Non‐Covalent Functionalization of Magnetic Carbon Nanotubes with Fmoc Amino Acid‐Modified Polyethylene Glycol

Once dispersion and cytotoxicity issues are resolved, it has been proven that carbon nanotubes (CNTs) have great advantages in biomedical applications due to their unique properties. In this study, the superiority of carbon nanotubes was combined with magnetic targeting strategies, and a solution to the distribution problem in the aqueous media of the resulting CNTs decorated with iron oxide (mCNTs) was sought. A non‐covalent functionalization approach has been utilized to overcome this fundamental drawback of mCNTs. Conjugates of polyethylene glycol monomethyl ether and 9‐ fluorenyl methyl chloroformate (Fmoc) amino acids were used to coat the lateral surfaces of mCNTs, making them more water‐soluble. The selected Fmoc amino acids have different numbers of aromatic rings, which is known to affect the coating efficiency in non‐covalent functionalization and therefore, the dispersion behavior of the CNTs. Their coating yields, dispersion behaviors, magnetism, charge, and size properties have been determined. All coated mCNT samples displayed superparamagnetic behavior. Dispersion tests showed a promise to increase the stability of mCNTs with this approach. Moreover, we demonstrated that the functionalization of mCNTs affects cell viability in a dose‐dependent manner. The main finding of this study is that mCNTs can be successfully functionalized with Fmoc amino acid‐modified polyethylene glycol.
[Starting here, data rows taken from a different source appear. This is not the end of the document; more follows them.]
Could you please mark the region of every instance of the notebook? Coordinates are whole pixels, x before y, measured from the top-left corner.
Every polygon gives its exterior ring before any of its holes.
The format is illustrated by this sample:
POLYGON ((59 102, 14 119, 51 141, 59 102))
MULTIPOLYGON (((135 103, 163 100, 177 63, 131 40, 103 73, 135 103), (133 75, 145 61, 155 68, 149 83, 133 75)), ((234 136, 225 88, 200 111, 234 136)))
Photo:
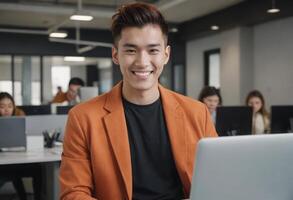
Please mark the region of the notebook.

In order to address dispersion issues and enhance stability of carbon nanotubes decorated with iron oxide (mCNTs) in a water environment, a strategy involving non‐covalent functionalization with two distinct complexes of poly(ethylene glycol)‐Fmoc‐amino acids is employed. The findings of this investigation strongly suggest that functionalized mCNTs hold promise for therapeutic endeavors like cancer research and treatment, facilitating magnetic delivery and improving accessibility.